The database object existed in nsMsgFilterAftertheFact but not in the folder. Yet it had to exist in the folder earlier, because nsMsgFilterAfterTheFact gets its database from the folder. So something is nulling that database in the folder unexpectedly.
The patches in the bug will fix that. Sorry for the slow review, I'll finish it Real Soon Now :)
nsAutoSyncState::ProcessExistingHeaders is nulling the database.
Comment on attachment 737227 [details] [diff] [review]
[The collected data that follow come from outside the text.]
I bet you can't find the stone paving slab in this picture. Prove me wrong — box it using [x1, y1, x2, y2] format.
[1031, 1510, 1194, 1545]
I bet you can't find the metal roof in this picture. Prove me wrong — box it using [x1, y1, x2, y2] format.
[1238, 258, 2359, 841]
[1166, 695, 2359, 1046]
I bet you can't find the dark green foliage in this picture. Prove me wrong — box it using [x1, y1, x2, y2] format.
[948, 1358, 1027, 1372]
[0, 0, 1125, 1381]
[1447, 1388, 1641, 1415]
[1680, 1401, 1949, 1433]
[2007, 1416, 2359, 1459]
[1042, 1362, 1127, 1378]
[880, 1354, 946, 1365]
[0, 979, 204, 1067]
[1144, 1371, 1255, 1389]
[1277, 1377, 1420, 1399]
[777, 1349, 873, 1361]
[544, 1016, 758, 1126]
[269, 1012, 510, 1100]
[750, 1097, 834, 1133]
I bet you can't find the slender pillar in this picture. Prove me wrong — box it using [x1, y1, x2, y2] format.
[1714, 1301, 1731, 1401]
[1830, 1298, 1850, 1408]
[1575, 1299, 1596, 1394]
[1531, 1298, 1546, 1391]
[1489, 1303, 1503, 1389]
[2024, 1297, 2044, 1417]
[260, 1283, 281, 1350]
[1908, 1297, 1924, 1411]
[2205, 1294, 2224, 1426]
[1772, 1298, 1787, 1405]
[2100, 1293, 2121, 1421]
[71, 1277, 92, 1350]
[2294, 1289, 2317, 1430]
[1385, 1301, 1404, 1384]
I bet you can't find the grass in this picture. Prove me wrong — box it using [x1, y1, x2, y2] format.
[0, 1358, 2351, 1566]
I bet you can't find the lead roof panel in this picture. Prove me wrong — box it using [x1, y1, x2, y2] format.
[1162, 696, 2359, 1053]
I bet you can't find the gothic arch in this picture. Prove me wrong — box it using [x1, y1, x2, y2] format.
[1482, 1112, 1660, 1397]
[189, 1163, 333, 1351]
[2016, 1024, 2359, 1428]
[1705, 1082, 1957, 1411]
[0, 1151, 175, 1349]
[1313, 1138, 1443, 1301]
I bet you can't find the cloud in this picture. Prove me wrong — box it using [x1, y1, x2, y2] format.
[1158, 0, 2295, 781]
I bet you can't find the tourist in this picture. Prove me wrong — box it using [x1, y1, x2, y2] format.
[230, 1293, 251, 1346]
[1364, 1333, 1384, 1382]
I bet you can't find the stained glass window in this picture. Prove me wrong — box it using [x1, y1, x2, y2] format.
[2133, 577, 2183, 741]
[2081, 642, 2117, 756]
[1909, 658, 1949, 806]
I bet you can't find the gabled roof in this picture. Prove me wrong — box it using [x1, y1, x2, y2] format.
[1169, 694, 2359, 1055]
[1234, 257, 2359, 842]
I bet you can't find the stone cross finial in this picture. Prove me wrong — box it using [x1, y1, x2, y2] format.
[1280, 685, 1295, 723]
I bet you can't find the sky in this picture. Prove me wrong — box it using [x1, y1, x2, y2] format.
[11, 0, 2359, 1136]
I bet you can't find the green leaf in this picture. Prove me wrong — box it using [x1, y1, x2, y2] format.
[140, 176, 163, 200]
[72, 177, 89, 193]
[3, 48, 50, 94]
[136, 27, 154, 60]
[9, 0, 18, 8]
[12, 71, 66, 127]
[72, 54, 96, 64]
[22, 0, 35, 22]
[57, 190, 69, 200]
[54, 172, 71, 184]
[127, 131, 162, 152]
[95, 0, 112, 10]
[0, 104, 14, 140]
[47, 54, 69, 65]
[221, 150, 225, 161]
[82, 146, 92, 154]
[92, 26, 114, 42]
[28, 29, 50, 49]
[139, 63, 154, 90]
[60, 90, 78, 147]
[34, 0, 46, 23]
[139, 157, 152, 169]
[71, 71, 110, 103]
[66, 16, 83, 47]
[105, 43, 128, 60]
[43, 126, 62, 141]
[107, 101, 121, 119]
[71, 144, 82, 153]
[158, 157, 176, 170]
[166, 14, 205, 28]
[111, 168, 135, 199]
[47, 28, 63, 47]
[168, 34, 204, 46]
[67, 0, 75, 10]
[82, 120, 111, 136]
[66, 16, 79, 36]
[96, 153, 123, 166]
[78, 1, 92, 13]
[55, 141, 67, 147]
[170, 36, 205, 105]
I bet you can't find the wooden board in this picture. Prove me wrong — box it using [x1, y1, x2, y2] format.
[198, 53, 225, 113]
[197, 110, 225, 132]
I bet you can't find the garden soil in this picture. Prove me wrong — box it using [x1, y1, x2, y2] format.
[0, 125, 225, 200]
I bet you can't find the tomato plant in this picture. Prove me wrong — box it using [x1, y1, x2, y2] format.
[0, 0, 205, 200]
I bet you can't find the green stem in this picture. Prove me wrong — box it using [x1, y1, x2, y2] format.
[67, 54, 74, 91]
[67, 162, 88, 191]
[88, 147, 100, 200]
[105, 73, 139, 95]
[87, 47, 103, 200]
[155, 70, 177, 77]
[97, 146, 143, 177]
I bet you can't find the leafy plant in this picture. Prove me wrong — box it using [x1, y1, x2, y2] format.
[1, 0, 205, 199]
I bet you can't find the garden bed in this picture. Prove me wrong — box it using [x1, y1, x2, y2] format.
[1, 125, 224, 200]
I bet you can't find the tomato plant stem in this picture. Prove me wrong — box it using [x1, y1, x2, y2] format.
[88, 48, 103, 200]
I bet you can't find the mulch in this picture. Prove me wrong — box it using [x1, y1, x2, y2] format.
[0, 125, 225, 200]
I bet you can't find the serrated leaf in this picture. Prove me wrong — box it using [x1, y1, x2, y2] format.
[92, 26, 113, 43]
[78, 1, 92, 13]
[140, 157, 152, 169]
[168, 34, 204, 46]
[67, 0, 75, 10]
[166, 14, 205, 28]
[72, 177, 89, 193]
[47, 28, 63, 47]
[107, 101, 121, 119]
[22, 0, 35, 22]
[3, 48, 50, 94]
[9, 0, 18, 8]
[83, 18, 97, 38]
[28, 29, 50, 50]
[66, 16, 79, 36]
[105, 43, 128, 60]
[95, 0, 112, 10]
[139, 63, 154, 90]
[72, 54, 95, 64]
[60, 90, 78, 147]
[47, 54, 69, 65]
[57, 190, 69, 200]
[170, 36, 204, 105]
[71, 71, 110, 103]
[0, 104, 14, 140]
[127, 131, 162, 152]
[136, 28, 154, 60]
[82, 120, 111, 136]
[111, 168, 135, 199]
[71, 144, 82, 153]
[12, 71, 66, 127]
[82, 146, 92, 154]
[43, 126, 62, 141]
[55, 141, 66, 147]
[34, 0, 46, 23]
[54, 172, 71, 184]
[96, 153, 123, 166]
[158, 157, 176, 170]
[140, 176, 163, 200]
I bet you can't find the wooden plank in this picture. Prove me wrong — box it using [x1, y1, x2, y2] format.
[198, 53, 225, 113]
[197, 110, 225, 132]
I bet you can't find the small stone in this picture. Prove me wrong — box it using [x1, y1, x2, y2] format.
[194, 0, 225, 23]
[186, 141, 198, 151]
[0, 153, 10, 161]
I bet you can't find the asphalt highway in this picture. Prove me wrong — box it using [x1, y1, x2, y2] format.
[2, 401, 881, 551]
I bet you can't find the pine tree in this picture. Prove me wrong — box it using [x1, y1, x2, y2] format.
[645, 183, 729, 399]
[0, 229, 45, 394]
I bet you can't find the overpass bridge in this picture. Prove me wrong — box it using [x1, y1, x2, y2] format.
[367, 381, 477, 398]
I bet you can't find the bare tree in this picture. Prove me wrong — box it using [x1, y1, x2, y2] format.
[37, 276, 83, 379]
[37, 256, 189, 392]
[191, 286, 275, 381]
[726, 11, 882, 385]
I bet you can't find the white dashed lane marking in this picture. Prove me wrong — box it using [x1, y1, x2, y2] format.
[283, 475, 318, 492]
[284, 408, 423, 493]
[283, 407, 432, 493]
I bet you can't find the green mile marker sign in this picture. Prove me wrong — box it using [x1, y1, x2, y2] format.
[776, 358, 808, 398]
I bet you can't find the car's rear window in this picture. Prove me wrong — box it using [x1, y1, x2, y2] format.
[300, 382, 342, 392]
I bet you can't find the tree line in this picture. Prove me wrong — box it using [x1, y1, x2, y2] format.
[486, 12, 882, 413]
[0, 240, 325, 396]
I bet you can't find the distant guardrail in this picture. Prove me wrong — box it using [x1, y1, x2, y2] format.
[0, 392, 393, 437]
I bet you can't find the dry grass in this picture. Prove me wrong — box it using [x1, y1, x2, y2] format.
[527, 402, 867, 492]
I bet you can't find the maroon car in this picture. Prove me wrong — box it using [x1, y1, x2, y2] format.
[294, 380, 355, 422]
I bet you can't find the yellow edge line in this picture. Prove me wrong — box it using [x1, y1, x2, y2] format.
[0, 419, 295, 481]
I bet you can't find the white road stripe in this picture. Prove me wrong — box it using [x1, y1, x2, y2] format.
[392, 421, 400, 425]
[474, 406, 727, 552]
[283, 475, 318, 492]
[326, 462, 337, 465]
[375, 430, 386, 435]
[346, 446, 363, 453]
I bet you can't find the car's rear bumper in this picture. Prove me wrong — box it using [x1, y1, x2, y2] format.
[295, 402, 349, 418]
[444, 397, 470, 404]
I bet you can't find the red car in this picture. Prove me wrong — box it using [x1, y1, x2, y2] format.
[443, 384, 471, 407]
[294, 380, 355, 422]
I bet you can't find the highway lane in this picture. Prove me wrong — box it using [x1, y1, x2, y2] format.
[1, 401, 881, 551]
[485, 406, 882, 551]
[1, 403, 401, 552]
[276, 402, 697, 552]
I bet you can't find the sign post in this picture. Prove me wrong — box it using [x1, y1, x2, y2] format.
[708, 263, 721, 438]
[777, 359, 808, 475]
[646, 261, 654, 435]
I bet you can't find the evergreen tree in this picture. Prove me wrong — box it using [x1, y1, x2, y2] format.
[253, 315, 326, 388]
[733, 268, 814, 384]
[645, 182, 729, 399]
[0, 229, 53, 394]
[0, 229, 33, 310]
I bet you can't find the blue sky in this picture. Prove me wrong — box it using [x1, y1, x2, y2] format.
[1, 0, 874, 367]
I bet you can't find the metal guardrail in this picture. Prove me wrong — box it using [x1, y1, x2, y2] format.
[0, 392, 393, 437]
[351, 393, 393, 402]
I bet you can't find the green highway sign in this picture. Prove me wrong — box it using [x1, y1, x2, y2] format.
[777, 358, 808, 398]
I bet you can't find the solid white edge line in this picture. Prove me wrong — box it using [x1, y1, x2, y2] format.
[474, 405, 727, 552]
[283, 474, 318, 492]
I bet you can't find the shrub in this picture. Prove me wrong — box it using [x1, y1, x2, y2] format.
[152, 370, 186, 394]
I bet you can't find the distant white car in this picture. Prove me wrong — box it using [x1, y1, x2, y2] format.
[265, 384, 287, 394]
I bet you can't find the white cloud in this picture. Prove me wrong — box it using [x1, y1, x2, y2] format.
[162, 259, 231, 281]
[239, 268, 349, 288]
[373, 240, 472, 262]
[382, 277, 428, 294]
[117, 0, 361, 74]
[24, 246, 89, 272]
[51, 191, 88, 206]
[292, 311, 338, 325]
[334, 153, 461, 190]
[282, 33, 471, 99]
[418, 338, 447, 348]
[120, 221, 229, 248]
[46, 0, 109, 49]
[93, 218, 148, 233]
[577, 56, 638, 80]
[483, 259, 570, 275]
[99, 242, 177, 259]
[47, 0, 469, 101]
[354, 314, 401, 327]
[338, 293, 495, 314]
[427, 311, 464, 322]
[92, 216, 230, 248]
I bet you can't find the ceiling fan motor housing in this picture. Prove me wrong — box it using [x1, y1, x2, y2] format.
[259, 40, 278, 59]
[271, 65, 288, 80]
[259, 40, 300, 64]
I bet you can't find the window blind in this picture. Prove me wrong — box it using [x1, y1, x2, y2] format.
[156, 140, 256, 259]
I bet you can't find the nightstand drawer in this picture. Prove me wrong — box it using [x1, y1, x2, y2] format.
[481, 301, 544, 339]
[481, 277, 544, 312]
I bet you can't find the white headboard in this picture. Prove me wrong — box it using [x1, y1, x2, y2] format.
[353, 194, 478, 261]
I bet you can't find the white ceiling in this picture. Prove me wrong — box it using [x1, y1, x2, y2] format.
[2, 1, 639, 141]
proposed fix, v3 (no whitespace changes)
Review of attachment 737227 [details] [diff] [review]:
r=me with the one nit fixed.
@@ +1984,5 @@
> if (NS_FAILED(rv)) return rv;
> rv = StoreImapFlags(kImapMsgFlaggedFlag, markFlagged, keysToMarkFlagged.Elements(),
> keysToMarkFlagged.Length(), nullptr);
> + rv = GetDatabase();
This loses the rv error from the previous line, so you need NS_ENSURE_SUCCESS(rv, rv); before rv = GetDatabase();
Comment on attachment 737226 [details] [diff] [review]
proposed fix, v3
r=me with the one nit fixed.
http://hg.mozilla.org/comm-central/rev/24722af6fb8b -> FIXED